En Tanzanie, le procès du journaliste Erick Kabendera, arrêté en juillet, doit s'ouvrir le 5 décembre.

En Tanzanie, le procès du journaliste Erick Kabendera devrait s'ouvrir ce 5 décembre au matin à Dar es Salam.

Arrêté en juillet, il avait d'abord été accusé d'avoir acquis la nationalité tanzanienne d'une manière frauduleuse avant d'être poursuivi pour blanchiment d'argent et évasion fiscale.

« Intimidation »

Pour de nombreuses associations comme Reporters sans frontières (RSF), les charges contre lui sont un « moyen d'intimidation pour le faire taire », après de nombreux articles critiques sur la politique du président John Magufuli.

Oryem Nyeko, chercheur spécialisé sur la Tanzanie pour Human Rights Watch, voit dans ce procès un symbole des répressions contre la liberté d'expression dans le pays.

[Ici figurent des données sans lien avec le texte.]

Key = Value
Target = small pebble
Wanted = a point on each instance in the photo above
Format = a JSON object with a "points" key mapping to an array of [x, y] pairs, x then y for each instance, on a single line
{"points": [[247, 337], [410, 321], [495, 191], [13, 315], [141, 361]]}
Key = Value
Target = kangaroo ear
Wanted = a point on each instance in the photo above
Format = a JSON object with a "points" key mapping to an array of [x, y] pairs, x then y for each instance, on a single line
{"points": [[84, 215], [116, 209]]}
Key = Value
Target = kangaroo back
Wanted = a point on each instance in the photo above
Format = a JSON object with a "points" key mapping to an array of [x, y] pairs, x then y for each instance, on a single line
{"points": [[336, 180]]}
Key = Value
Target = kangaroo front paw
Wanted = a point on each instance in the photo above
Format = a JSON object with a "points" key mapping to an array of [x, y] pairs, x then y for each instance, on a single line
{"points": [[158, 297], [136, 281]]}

#Tanzania Erick Kabendera's case postponed for the 7th time. The prosecution is never going to complete its investigation as the charges have been fabricated. This pre-trial detention is all the more despicable that journalist's health is deteriorating. @RSF_inter pic.twitter.com/Ib6yq9ljT8

RSF in English (@RSF_en) November 7, 2019

« Erick Kabendera est un journaliste d'investigation connu et très respecté en Tanzanie, rappelle-t-il.

Son emprisonnement est en quelque sorte emblématique du climat de répression qui règne dans le pays, qui s'accélère de plus en plus ces dernières années. Sa situation reflète un peu le niveau d'intolérance du pouvoir face à toute forme de contradiction ».

Un « durcissement » de la répression

« Les journalistes sont très souvent visés, mais ils sont loin d'être les seuls, poursuit Oryem Nyeko. Les associations, les ONG et les partis politiques d'opposition sont aussi rudement touchés par le durcissement de la répression.

Et plus généralement, tous ceux qui contestent la politique du gouvernement doivent faire face aux conséquences.

C'est donc de plus en plus difficile d'exprimer des opinions différentes. Depuis 2015, de nombreux journaux sont suspendus et des radios interdites d'émettre parce qu'elles critiquent le gouvernement. Et comme Erick Kabendera, des journalistes sont arrêtés et persécutés ».